The inspiration came the fifth day after our arrival at Kragujevatz. I was talking with Major Protitch; he was describing the conditions of the country, and he mentioned that one-third of the Serbian doctors had died, either of typhus, or at the front, and that the remainder were all occupied, either with military work, in the hospitals in the towns, or with administrative work, or at the front; with the result that no medical aid was available for the peasants in the country districts.
I realised in a moment what that meant. The country was going through a serious epidemic of typhus, in addition to diphtheria, typhoid, and other diseases; and in the villages, and small towns, there were no doctors to prescribe for the patients, or to check the spread of the infection. Typhus victims, in ox-wagons, still passed our camp all day long on their way to join the four thousand already buried in the typhus graveyard, a short distance beyond our hospital.
It was market day at Kragujevatz (Friday, April 30th), and as I said good-bye to the Serbian doctor, on the edge of our encampment, near the road, I stood and watched the streams of peasants on their way to the market; women in Scotch plaid skirts, with coloured or black kerchiefs on their heads, and children, and old men, all driving pigs and sheep, or carrying geese and poultry slung on sticks, head downwards, over their shoulders, or leading oxen which were drawing wagons filled with barrels of rakiya—the native whisky. And at once an idea came. It was straightway discussed with our doctors, who approved, and promised co-operation, and it was at once carried into effect. Unless we seize time as it passes, it is apt to pass us by. We immediately pitched a bell tent at the outer edge of the hospital encampment, on the roadside, improvised a notice board from an old packing case, and, with the help of an interpreter, wrote, in Serbian, words to the effect, that if folks would bring their own bottles, medicine and medical advice would be given gratis. A doctor, a nurse, and an interpreter took charge of the tent dispensary, and we waited with eager curiosity to see what happened. The result was that within a few weeks 12,000 people, men, women, and children, came to this roadside dispensary, either in ox-wagons or walking from distances of fifty, sixty, even seventy miles—ill with typhus, diphtheria, typhoid, smallpox, tuberculosis, and every conceivable and inconceivable form of disease.

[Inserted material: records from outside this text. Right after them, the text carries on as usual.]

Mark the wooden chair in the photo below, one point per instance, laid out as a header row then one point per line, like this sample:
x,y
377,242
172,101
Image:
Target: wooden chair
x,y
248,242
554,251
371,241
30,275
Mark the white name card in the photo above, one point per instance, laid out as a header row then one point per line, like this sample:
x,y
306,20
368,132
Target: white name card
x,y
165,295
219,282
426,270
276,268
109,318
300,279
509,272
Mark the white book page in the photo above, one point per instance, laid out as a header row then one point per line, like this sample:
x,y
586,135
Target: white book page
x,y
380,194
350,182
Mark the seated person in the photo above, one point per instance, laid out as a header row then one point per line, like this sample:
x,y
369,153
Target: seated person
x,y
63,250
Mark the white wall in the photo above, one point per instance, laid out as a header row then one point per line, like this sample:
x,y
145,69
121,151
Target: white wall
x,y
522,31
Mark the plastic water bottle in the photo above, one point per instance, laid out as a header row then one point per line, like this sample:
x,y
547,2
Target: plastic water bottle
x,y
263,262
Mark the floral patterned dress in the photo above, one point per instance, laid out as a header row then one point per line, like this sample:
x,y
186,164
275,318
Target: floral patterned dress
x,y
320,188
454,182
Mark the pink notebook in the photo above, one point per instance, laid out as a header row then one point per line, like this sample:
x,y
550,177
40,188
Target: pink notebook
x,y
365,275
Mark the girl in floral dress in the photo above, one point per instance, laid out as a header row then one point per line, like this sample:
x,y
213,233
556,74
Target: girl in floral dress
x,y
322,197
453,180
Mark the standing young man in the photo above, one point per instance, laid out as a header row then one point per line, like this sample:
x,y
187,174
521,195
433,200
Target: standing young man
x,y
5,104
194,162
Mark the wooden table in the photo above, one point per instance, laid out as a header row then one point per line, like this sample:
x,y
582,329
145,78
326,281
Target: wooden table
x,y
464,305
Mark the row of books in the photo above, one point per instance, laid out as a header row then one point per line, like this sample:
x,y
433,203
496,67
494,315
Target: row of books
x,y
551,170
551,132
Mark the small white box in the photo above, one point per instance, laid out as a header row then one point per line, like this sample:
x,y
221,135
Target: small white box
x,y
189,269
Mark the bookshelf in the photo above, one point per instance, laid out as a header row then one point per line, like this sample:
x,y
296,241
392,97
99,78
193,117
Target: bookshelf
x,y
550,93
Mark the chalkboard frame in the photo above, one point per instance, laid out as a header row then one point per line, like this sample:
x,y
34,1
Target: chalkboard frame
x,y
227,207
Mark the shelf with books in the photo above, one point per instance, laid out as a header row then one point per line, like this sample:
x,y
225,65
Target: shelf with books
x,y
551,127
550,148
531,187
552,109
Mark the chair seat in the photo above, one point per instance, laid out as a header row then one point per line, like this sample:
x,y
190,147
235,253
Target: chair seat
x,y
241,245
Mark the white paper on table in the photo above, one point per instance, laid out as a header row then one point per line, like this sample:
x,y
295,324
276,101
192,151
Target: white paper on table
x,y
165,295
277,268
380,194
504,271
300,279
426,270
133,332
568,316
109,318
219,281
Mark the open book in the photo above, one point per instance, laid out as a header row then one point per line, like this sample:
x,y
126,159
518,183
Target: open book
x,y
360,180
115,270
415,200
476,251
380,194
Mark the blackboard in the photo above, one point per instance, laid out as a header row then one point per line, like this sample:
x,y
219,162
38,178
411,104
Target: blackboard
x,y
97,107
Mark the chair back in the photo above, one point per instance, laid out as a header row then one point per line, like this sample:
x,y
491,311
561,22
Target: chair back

Besides medicine and general treatment and injections of serum, advice was given as to hygiene, sanitation, the need for fresh air and cleanliness, etc. Diphtheria, especially amongst the children, was rampant. Whole families were being exterminated. One day a man brought to the dispensary his little girl, who was suffering from diphtheria, and he asked us to inject her with the serum, of which he had heard from other peasants. He told us that another child had just died, at home, of the same sickness; he had been afraid to bring her, but he had now brought this child to be treated, as it could only die once. The serum was injected, and next day the child was so much better that the following day both the father and the mother arrived, in their ox-wagon, bringing with them their six remaining children, who were all ill with the same disease. They were, of course, all treated with the serum, and this little family was thus saved from being blotted out.